Director: Christian Cooke
Screenwriters: Dave Florez, Christian Cooke
Starring: Ruth Bradley, Christian Cooke, Clare Perkins, Samuel Anderson, David Wilmot
In order to be tense, a film does not need to be a thriller. It doesn’t need a slasher in a corner waiting to jump out at the main character in order to have the viewer filled with anticipation, shivering from head to toe. It could be a film like Embers, an independent social drama which manages right from the outset to give the feeling of a bomb about to go off at any second. Amy (Ruth Bradley) is an intimacy therapist, using physical contact (often sexual) as a form of therapy. Her boss (Helen, played by Clare Perkins) ropes her in to helping break 33 year-old Dan (Christian Cooke) out of his silent shell in a mental health ward, where he has been silent for 18 years after a crime all those years earlier.
With a brilliant central trio of performances from Bradley, Cooke, and Samuel Anderson as Amy’s boyfriend Joe, the film roots itself in the palpable tension between the characters. A premise which many would find uncomfortable at the best of times, it uses Amy’s twin relationships between her boyfriend and her patient to keep the entire film fizzling under the surface. Dan’s framing as a constant, unstable threat makes it an almost Hannibal Lecter/Clarice Starling relationship, with both films having women tasked with breaking through the exterior of dangerous criminals. Director Christian Cooke chooses not to reveal Dan’s face for quite a while, keeping the underlying potential danger brewing for as long as possible. This is the impression we hold throughout the film, and the further through we go, the more we clamp the arms of the seat. When combined with Isobel Waller-Bridge’s tremolo score burbling like a stream underneath a house, one can’t help but to feel under threat.
Yet it’s not all knuckle-biting tension.
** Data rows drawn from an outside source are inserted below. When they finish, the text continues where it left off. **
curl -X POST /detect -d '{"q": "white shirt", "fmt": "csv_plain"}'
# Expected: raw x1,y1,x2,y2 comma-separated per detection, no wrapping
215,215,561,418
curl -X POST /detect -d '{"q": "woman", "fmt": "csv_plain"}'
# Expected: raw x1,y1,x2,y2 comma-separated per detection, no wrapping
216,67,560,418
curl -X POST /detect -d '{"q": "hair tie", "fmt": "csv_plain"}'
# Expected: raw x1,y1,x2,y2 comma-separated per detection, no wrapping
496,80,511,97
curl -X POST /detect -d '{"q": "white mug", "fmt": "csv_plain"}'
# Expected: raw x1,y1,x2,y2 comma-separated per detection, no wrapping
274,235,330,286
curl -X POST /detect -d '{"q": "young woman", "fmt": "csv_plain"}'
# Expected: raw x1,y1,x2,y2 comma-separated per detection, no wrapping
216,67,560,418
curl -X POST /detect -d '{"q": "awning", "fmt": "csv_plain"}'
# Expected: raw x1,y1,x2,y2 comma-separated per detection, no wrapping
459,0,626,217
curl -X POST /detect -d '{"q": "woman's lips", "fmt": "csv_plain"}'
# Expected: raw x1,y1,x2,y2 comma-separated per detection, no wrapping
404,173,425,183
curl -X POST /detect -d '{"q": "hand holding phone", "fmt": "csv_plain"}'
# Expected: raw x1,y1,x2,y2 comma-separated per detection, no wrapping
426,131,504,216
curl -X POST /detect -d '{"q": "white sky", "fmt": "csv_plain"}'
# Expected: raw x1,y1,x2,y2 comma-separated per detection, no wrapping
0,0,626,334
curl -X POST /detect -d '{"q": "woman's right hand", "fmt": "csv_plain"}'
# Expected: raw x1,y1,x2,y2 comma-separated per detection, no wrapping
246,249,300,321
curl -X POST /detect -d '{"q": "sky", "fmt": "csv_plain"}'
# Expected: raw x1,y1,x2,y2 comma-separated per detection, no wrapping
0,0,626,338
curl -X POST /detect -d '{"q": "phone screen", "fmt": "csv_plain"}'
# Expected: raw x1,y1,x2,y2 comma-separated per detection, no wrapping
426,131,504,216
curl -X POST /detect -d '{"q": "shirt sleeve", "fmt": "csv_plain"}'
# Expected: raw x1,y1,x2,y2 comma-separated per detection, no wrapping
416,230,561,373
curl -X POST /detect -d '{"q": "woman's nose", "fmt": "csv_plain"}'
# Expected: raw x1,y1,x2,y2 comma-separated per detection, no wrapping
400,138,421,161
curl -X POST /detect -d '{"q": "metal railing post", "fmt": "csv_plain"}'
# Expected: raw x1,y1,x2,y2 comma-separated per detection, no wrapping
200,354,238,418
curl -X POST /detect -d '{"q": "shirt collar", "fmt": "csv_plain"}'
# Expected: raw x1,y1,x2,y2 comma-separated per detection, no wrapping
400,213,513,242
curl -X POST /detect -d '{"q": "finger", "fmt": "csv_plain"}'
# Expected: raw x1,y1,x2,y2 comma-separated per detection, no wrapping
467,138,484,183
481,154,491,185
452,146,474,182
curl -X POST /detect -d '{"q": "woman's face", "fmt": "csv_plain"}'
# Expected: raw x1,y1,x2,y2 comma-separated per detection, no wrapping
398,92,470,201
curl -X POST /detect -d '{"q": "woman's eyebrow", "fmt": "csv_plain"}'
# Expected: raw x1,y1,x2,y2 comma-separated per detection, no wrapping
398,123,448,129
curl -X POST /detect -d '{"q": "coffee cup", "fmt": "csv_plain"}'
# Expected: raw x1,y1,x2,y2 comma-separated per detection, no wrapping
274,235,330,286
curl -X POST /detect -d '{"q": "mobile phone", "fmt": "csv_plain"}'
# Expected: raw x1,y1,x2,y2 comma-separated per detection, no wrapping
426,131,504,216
It is in many ways a look at views of mental health issues from those who haven’t experienced it themselves. Pressure from government organisations who don’t really know what they’re doing but need to make themselves look good puts those who have expertise under pressure to perform, and when most psychiatry and therapy is, at best, working from educated guesses where everyone responds in different ways to different stimuli, it piles on the workload for Amy beautifully. Several scenes showing her trying different methods to engage with Dan is a welcome display of both enthusiasm and desperation. Mental health issues, and severe ones at that, don’t do well with deadlines, and Embers does a good job at highlighting the stupidity of this viewpoint which still pervades in society today.
The third act isn’t as strong as the first two, where some rash decisions are narratively predictable to a film-literate audience, but not completely out of keeping with the foolishness of human nature. We knew some of the final scenes were always coming, but the film does a decent enough job of putting moments in throughout the film to try and cover its back. It’s not perfect, but the point is at least argued. Additionally, Dan’s final revelations are good changes from the usual way his character might have been written, his backstory highlighting once again the prejudices that can be placed upon the severely traumatised. It’s not perfect, and a drop off from the opening two thirds, but it doesn’t tank the picture.
In a way, the film is as much focused on curing us as an audience as it about Dan, trying to break down the barriers to our understanding of therapy and mental illness as much as breaking into Dan’s isolated world. On a fairly small budget – only a few main locations, a few characters, and everything kept nice and intimate – it is wonderful how much it achieves with so little. Plenty have done far worse with far more. It’s a short, sharp shock that lingers in the mind long after the credits roll.